Жизнь, что луна: то полная, то на ущербе.
Пословица 18 лет назад
Антонина сидела и ждала, когда женщины закончат секретничать на кухне. Она понимала, что сейчас ей скажет мать, в чем обвинит, и совсем будет плохо, если она все расскажет отцу. Как так получилось, что Прасковья Петровна застала их в постели? О чем она говорила с Никитой? Было обидно, что он никак не попытался защитить Тоню. Получается, что это она «соблазнила мальчика», а он тут не при делах.
— Мерзкая ситуация, — сказала она себе вслух. — Хуже некуда, сейчас мать начнет меня стыдить.
Дверь хлопнула и Тоня поняла, что соседка ушла.
— Как же так, доча? — Мать стояла на пороге ее комнаты.
— Как-то так.
— Ты его любишь?
— Люблю!
— Паша не хочет, чтобы вы встречались.
— Меня интересует не твоя Паша, а Никита.
— Паша считает, что ему надо, во-первых, закончить школу, а во-вторых, поступить в институт.
— Наши планы здесь совпадают. Мне тоже нужно закончить школу и поступить в медицинский. А потом мы поженимся.
— Если ты не завяжешь с любовью, с медицинским можно попрощаться.
— Скажи, как можно с любовью завязать, мам? Как?
— Я думаю, что встречи вам надо прекратить. Меня Паша просила с тобой поговорить.
— Мама, ты что так перед ней заискиваешь? Она всего лишь парикмахерша, человек, который стрижет волосы. У нее нет образования, как у вас с папой. Почему ты ее не выставила за дверь? Чего ты боишься?
— У тебя приступ юношеского максимализма, Тоня. С чего ты решила, что я заискиваю? Я уважаю ее профессию, связи, возможности. А у меня таких возможностей нет. Да и почему я должна ее выгонять, я, наоборот, чувствую себя виноватой. Это она застала мою дочь у себя в квартире за неприличным занятием.
— Значит, любовь — это неприлично?
— Ложиться с мальчиком в постель, когда у тебя еще нет аттестата, неприлично, — непререкаемым тоном произнесла мать. — Мне было неловко, стыдно.
— А ей не стыдно сюда приходить?
— Она мать, и она переживает за своего ребенка, за своего сына. И основания переживать у нее есть.
— Мама, ты можешь отчитаться перед своей Пашей, что провела разъяснительную беседу со мной. Только у меня к тебе большая просьба — не говори ничего отцу.
Через два дня Антонина встретила в подъезде Никиту.
— Ты куда исчез? Я звоню, мать твоя к телефону подходит, я тогда трубку кладу.
— Да понял я, что это ты звонила. Я тут, — Никита опустил глаза, — к отцовой тетке в Москву уезжаю. Отправляют меня родители. Мать говорит, что надо поступать в приличный вуз, да и в столице возможностей больше.
— Ты уезжаешь? Как? — она растерялась. Он не может уехать, а как же она, Тоня?!

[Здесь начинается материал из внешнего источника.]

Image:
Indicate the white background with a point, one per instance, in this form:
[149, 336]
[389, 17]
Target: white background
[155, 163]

— Родители меня отправляют.
— А ты, что ли, посылка? Отправляют!
— Не злись, Тонька. Я ведь никуда не исчезаю с земли. Ну подумаешь, до окончания школы поживу в другом городе. Потом ты ко мне приедешь. Мы же с тобой уже обо всем договорились.
— Это правда?
— Зачем мне трепаться? С матерью просто ругаться не хочу. Я пока от нее завишу.
— То есть как зависишь?
— Так же, как ты, — материально. Поэтому давай не ссориться с тобой, а договариваться. Письма еще никто не отменял. Буду тебе писать, и чтобы тут не смела без меня гулять ни с кем.
— Дурак! Да мне никто не нужен!
Вечером следующего дня Тонина мать как бы случайно обронила:
— Никита уехал в Москву с отцом. Будет там доучиваться, может, и правильно, Москва есть Москва.

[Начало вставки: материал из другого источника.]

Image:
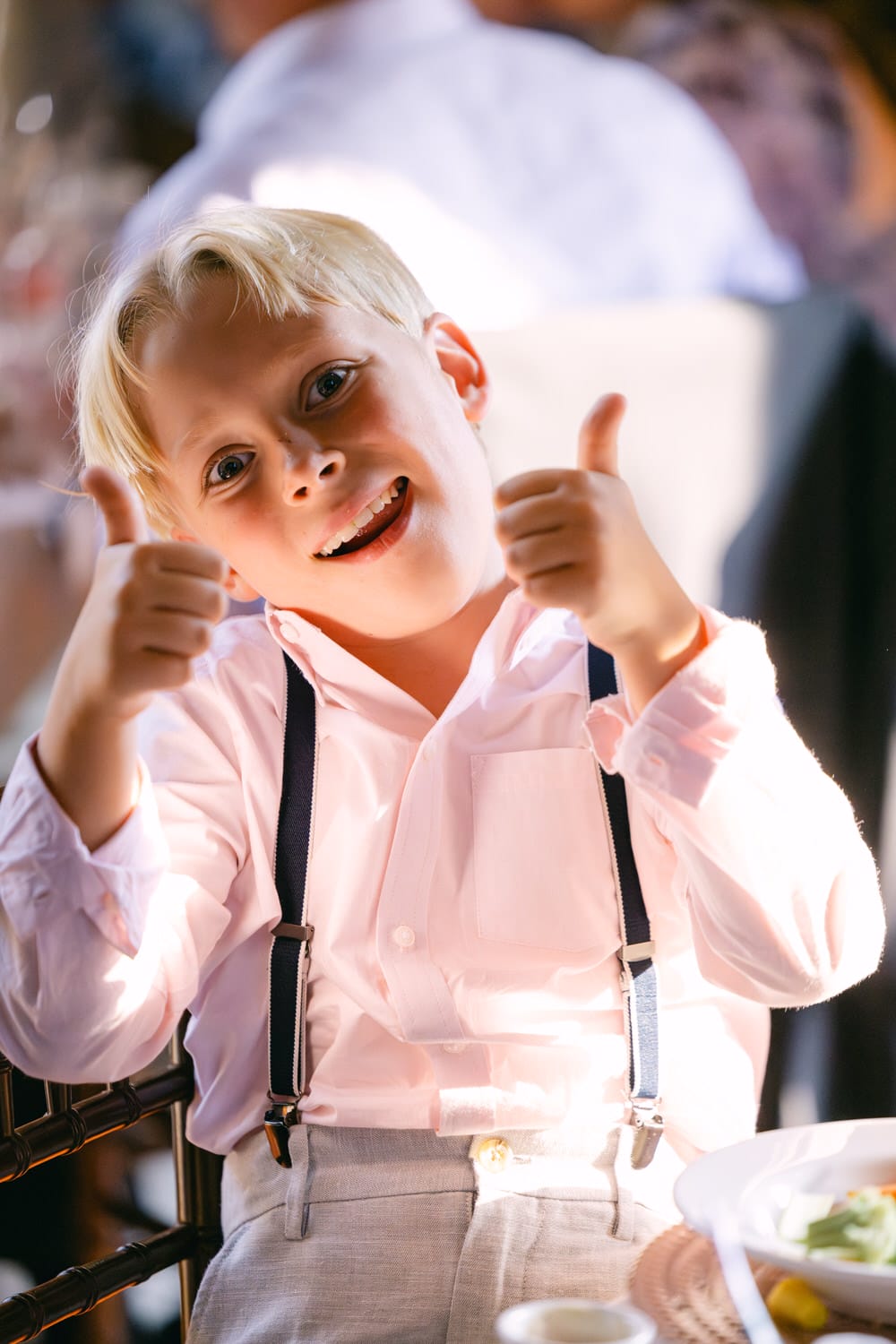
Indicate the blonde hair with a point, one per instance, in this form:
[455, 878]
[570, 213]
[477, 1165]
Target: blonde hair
[282, 261]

— Я знаю, я закончу школу и тоже уеду к нему в Москву.
— Ну, поживем — увидим.
Через неделю Антонина обнаружила, что у нее образовалось море свободного времени и что по многим предметам ей нужно подтянуться. Учеба давалась ей легко, без напряжения, требовалось только учить предмет. Каждый день по нескольку раз она проверяла почтовый ящик и наконец увидела заветный белый конверт.